The transcriptome—all the RNA expressed within a cell—is a valuable snapshot in time that reveals which genes a cell is actively expressing. Transcriptome analysis helps researchers to understand how cells regulate gene expression. Not surprisingly, the techniques that scientists use to study RNA expression have been changing rapidly over the past decade or two. Here’s a look at today’s developing methods for analyzing RNA expression.

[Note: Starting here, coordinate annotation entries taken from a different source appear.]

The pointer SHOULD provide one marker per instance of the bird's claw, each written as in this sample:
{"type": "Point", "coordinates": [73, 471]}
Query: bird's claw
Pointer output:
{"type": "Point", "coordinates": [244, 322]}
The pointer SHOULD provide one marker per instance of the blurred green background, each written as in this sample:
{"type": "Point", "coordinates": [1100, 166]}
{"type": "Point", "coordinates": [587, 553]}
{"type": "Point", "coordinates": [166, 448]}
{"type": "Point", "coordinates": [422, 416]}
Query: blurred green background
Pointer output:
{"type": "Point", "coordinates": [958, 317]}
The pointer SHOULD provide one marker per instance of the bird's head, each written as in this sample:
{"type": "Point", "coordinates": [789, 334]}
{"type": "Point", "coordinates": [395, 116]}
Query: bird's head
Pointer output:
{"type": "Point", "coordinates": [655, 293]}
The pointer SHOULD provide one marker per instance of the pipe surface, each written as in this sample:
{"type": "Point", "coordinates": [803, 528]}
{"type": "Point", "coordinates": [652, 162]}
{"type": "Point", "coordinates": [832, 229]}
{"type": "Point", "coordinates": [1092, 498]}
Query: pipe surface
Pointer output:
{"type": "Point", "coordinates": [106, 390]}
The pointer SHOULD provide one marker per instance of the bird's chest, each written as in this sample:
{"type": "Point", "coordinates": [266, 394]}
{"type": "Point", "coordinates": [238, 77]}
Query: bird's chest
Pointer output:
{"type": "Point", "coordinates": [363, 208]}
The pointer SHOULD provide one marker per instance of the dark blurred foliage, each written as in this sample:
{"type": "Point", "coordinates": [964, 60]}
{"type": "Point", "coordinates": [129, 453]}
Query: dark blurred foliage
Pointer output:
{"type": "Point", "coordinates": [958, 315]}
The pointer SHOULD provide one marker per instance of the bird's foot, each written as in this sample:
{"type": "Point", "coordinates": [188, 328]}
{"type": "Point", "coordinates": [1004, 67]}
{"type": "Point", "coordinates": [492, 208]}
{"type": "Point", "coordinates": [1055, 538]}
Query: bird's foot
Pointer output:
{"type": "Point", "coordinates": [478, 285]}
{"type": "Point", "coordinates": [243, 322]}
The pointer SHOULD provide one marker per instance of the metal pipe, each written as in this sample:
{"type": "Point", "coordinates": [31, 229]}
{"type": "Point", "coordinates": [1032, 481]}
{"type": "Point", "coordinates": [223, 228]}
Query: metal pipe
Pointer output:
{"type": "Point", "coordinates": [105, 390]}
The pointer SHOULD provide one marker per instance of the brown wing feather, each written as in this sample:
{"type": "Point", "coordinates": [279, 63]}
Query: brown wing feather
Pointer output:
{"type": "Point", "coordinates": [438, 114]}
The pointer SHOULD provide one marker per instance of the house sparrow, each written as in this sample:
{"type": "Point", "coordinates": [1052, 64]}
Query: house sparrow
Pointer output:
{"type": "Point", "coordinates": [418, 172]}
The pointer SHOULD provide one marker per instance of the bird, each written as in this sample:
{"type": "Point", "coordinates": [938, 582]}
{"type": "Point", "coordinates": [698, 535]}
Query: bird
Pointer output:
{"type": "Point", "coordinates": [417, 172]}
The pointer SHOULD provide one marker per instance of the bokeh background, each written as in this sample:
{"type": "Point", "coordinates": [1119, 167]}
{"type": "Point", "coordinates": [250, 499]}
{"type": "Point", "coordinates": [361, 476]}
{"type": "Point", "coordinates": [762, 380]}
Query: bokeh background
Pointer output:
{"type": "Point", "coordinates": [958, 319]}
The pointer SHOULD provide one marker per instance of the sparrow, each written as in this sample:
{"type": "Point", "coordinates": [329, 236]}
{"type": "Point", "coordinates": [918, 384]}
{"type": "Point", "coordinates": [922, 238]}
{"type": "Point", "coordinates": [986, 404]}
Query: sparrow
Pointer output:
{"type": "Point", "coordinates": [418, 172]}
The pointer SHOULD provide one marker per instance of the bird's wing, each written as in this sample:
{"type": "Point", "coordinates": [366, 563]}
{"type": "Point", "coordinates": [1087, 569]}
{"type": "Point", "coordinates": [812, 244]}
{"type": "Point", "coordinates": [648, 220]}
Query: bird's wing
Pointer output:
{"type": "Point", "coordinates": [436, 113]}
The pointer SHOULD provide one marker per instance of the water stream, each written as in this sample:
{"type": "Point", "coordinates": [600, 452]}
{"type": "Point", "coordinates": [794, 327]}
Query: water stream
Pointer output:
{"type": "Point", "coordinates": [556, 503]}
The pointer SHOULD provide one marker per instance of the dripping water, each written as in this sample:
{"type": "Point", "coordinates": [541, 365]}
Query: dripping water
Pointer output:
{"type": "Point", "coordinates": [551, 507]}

Common methods of transcriptome analysis

The three main tools used to study RNA are real-time quantitative PCR (qPCR), microarrays, and RNA-sequencing (RNA-seq). Today, the first two are in danger of becoming eclipsed by RNA-seq, though they are still used in particular applications. For example, qPCR might be a great choice if you are just looking to quantify the expression of a few known genes—inexpensive and highly accurate. But it wouldn’t help if you wanted to measure the expression of hundreds or thousands of genes.

Microarrays—oligomeric probes regularly arrayed on a chip or slide—are used to test whether RNA molecules in a sample will bind to known probes. These are inexpensive and easy to use, but a disadvantage is that microarrays can only test for known RNAs. Increasingly, microarrays are being replaced by RNA-seq, says Suvarna Gandlur, associate director of NGS marketing at Takara Bio. “Microarrays have a place, especially in cases where they are well tested, such as in diagnostic arrays, for example, because it’s not easy to remove them from the SOP,” she says. “But microarrays are used much less now, because you get a lot more data from sequencing; that, and reduced sequencing costs, have been the primary drivers for people adopting next-gen sequencing over microarrays.”

RNA-seq uses next-generation sequencing (NGS) of the cDNA version of the RNA. This is more expensive than other methods but returns much more information, too, including full sequences. Another option includes “third-generation” single molecule sequencing, which generates longer sequence reads than does NGS.

Difficult samples and single cells

Takara Bio offers a range of transcriptome analysis tools, with a focus on single cells, and samples of low input or challenging degraded, FFPE, plasma, or cell-free nucleic acid samples. The SMART-Seq Single Cell line is tailored for analysis of transcriptomes of single cells using Illumina or Ion Torrent sequencers. Additionally, the SMART Stranded line is optimized for generating cDNA from poor quality RNA that can exist in biologically derived or otherwise challenging samples.

A lot of single-cell studies use the droplet-based method that analyzes hundreds or thousands of cells simultaneously. “Those studies are good at the very high level, but you still want to look at a few cells at a much deeper level,” says Gandhur, so Takara Bio introduced the SMART-Seq Single Cell kit with high sensitivity chemistry to detect transcripts at very low levels from a single cell. “The SMART-Seq Single Cell kit is a good supplement to enrich the data collected using droplet-based methods,” she adds.

Third-generation transcriptome sequencing

Pacific Biosciences (PacBio) uses single molecule, real-time (SMRT) sequencing technology to generate full-length cDNA sequences from RNA samples. This method is called Iso-Seq. Because SMRT sequencing generates long reads that are much longer than mRNA transcripts (usually 1–10 kb), the sequence of an entire transcript can be obtained in a single read with no computational assembly required. This can be particularly valuable for studying isoforms produced by alternative splicing.

Researchers are also applying Iso-Seq in other fields, such as genome annotation in plants and animals, and studying genes related to neurological diseases and cancer. A recent paper used Iso-Seq analysis to study the PIK3CA gene, the most mutated oncogene involved in several types of human cancers. “The researchers were interested in looking at mutations on the gene with respect to drug response,” says Elizabeth Tseng, principal staff scientist at Pacific Biosciences. “They were able to show that double mutations on the same allele are associated with patients’ having better drug responsivity.”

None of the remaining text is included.